Colombian politician (1955-2019)

Iván Roberto Duque Gaviria Ernesto Báez (May 9, 1955 – November 19, 2019) was a Colombian paramilitary leader and onetime member of the demobilized United Self-Defense Forces of Colombia (AUC). Duque-Gaviria graduated as a lawyer from the Universidad de Caldas.

== Career ==
Duque Gaviria began his career as a member of the Colombian Liberal Party. He was democratically elected as Mayor of the municipality of La Merced and later worked for the Empresas Públicas de Manizales. In 1982 founded the Asociación Campesina de Ganaderos y Agricultores del Magdalena Medio, ACDEGAM (Ranchers and Farmers of the Middle Magdalena Peasant Association) in Puerto Boyaca presumably as a facade for the creation of paramilitary groups in the troubled region. Duque Gaviria became an adviser to this organization and was later arrested in connection to paramilitary organizations accused by the Attorney General of Colombia. He was arrested and imprisoned at La Modelo Maximum Security Prison under assassination and confirmation of illegal paramilitary groups charges.

==AUC commander==

After being released from jail Duque met with Peasant Self-Defense Forces of Córdoba and Urabá, Carlos Castaño who was at that time developing the United Self-Defense Forces of Colombia (AUC). Duque joined him and went clandestine under the alias "Ernesto Baez". Castaño and Baez decided to create a major group for the Middle Magdalena Region called "Bolivar Central Bloc (Bloque Central Bolívar, BCB) with Baez as commander. After some time of cordiality between Castaño and Baez their views towards each other deteriorated to the point of becoming enemies.

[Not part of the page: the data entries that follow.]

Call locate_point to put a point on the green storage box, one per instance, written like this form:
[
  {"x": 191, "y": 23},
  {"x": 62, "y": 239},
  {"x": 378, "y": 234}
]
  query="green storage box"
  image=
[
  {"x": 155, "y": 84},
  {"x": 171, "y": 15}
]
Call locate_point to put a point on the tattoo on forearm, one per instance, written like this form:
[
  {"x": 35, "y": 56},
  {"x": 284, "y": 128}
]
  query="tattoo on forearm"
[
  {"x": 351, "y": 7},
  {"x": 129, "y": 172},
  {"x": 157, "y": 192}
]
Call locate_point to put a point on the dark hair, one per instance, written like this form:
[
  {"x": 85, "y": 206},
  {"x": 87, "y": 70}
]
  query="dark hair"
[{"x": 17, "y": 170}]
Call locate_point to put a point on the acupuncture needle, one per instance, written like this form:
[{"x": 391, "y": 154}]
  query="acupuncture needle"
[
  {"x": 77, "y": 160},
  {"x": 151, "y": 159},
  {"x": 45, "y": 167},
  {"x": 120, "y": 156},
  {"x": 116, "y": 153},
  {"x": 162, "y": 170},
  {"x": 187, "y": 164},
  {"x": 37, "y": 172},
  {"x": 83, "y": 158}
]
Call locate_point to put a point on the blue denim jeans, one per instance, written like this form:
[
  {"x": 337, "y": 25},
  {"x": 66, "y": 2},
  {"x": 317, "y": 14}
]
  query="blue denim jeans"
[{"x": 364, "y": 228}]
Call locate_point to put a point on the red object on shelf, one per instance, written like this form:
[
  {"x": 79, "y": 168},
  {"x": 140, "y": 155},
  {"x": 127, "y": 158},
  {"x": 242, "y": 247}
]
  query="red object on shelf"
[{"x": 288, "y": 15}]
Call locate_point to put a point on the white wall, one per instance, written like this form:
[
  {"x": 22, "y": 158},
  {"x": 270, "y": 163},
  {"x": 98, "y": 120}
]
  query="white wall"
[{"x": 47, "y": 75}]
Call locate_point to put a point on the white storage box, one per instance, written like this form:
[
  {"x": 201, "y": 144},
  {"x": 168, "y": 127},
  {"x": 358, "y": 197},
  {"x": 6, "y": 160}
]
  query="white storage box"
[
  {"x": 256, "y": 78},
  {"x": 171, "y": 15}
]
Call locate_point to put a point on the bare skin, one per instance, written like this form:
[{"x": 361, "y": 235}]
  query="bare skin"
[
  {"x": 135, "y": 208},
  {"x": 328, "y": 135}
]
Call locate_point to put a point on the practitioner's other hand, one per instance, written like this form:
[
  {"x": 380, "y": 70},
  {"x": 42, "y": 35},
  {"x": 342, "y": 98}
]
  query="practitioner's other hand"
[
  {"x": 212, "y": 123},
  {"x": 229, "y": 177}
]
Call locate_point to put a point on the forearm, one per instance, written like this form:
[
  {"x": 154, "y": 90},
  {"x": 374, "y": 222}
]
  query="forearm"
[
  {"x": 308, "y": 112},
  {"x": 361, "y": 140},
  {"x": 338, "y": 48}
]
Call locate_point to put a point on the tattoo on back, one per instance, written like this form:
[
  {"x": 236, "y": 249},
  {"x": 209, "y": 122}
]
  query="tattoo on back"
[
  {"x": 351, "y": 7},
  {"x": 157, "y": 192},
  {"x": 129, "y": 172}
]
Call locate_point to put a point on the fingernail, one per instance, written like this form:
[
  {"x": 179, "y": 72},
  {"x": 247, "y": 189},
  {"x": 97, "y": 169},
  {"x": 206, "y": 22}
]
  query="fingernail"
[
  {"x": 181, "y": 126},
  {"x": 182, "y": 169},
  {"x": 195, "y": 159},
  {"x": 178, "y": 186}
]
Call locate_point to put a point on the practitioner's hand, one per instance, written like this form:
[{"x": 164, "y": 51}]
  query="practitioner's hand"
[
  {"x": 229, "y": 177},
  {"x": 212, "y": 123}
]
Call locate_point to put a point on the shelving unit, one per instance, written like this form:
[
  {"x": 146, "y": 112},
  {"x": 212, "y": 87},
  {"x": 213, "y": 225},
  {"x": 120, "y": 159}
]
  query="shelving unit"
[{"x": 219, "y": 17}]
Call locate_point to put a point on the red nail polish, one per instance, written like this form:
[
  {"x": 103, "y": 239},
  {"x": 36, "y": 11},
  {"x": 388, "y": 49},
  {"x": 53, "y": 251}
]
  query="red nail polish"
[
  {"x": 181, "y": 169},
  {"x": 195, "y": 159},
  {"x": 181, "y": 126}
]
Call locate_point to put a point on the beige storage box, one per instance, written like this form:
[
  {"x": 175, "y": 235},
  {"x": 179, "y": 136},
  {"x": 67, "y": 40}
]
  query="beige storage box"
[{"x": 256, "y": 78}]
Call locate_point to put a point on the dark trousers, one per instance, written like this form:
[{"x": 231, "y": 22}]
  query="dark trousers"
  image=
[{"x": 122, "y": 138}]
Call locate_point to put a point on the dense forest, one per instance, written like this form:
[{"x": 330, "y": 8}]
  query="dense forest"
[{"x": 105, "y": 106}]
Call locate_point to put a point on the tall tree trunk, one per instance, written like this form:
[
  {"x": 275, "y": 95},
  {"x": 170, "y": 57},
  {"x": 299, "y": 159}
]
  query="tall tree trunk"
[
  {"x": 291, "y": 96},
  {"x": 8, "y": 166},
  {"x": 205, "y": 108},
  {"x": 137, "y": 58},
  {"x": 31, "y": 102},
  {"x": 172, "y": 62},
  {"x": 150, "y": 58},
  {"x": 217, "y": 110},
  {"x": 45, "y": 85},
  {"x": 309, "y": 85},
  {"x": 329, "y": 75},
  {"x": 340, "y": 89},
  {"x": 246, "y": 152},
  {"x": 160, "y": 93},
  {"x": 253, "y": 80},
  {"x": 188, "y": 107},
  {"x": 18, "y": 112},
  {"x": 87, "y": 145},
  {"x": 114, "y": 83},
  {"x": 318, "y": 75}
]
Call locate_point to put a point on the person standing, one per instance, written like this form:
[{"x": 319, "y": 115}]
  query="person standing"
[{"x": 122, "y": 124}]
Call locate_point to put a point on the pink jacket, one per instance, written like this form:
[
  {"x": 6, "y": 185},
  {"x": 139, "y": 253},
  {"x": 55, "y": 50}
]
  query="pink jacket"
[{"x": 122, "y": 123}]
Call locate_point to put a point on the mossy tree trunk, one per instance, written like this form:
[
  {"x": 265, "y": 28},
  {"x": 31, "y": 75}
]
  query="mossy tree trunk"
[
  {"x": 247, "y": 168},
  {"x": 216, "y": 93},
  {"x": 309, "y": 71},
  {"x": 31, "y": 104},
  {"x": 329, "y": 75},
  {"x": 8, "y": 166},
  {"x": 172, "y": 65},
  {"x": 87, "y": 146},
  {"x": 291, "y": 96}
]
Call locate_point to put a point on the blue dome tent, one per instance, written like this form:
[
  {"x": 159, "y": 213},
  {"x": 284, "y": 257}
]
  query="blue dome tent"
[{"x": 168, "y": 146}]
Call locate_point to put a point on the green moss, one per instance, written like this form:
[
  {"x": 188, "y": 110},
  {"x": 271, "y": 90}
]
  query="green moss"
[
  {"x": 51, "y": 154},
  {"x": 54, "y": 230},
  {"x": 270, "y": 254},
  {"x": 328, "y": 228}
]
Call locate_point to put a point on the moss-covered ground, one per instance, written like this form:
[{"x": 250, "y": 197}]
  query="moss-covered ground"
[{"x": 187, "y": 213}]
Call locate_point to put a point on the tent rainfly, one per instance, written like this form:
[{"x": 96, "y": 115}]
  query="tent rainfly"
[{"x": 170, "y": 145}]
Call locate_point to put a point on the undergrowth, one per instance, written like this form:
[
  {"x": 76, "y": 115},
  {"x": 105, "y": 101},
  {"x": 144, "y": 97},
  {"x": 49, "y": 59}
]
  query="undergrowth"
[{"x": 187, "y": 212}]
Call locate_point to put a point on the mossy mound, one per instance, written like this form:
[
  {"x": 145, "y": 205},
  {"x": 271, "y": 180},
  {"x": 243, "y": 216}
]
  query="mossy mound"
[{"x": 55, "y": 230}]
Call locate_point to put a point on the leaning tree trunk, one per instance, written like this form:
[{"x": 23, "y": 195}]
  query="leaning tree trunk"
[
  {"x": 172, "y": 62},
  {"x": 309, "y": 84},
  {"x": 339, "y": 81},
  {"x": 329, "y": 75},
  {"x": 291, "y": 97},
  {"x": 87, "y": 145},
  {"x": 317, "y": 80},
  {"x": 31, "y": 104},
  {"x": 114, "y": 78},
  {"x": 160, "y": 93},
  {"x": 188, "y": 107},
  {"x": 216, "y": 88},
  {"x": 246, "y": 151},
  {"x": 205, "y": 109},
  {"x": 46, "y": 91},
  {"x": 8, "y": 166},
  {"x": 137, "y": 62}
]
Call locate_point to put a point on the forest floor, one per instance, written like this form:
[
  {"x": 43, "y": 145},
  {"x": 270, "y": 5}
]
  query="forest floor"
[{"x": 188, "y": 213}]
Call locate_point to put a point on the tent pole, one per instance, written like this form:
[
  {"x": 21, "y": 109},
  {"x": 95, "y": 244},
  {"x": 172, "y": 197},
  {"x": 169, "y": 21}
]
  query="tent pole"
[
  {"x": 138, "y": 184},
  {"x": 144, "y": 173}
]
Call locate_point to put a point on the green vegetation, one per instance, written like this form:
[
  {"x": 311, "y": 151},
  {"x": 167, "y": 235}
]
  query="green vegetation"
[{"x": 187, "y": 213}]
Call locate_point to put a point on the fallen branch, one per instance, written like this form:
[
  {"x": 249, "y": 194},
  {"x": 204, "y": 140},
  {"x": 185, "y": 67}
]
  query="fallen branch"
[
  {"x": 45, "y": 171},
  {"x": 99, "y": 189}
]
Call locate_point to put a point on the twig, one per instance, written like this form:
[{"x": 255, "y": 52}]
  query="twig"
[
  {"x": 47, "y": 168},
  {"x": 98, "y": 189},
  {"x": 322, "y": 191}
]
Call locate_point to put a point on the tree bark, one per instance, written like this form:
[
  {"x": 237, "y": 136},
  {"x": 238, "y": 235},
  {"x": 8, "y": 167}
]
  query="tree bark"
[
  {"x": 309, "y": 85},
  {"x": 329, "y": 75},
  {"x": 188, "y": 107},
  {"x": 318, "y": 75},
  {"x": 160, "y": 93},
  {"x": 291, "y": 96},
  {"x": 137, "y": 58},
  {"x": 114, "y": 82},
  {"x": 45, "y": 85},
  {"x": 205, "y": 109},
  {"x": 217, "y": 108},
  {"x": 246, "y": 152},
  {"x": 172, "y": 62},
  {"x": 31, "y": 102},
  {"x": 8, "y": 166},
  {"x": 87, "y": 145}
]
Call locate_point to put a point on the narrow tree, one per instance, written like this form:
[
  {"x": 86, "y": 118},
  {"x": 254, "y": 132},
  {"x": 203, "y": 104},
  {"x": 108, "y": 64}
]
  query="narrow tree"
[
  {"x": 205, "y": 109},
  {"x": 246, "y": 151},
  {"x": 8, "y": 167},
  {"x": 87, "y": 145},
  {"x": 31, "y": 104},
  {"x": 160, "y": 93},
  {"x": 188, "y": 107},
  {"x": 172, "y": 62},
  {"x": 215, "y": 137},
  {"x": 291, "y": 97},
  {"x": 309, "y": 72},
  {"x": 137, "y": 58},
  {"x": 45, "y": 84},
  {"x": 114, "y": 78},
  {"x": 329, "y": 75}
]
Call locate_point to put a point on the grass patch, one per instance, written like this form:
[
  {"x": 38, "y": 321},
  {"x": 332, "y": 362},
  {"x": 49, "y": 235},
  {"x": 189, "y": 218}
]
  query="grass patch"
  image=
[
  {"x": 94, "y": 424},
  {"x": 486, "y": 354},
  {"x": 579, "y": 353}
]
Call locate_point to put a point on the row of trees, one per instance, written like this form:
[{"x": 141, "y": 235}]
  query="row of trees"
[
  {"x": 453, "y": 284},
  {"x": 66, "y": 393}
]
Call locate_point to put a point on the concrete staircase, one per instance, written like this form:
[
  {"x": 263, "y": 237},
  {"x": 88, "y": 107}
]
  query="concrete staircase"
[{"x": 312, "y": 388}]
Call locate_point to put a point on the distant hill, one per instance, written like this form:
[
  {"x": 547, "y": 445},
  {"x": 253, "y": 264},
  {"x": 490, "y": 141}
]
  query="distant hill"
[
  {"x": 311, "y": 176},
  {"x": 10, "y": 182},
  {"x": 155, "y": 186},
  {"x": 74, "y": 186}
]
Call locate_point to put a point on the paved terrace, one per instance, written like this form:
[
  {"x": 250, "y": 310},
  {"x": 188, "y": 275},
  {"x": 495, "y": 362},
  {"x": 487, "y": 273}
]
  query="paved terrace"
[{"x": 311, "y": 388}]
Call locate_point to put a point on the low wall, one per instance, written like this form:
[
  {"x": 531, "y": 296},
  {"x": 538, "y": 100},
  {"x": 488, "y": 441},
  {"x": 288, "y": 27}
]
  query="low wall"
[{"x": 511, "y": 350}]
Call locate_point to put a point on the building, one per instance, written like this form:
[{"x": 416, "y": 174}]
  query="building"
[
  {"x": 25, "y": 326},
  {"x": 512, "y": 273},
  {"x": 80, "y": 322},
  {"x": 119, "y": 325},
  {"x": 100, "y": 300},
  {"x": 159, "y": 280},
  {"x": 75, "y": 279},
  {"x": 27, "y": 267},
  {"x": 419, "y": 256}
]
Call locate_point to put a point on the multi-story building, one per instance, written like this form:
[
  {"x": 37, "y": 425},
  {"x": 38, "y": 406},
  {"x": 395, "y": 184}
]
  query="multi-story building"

Baez disliked how Castaño became the de facto speaker of the organization, and also had differences with another paramilitary and his affinities with Castaño, known by the alias of "Doble Cero" commander of the Metro Bloc, after the killing of two members of the BCB in 2002 in an internal cleansing. This episode led to Baez' decision to work closely with Diego Murillo Bejarano (a.k.a. "Adolfo Paz" a.k.a. "Don Berna") and Castano's brother Vicente Castaño. In 2004 Vicente ordered the assassination of his own brother Carlos and "Doble Cero".

During the AUC demobilization Baez was granted immunity and political status by the government of Colombia as member of the AUC and later surrendered under the Law of Justice and Peace of Colombia. He served time in a Colombian prison for paramilitarism until 2016. On November 19, 2019 he is reported to have died of a heart attack in Medellin.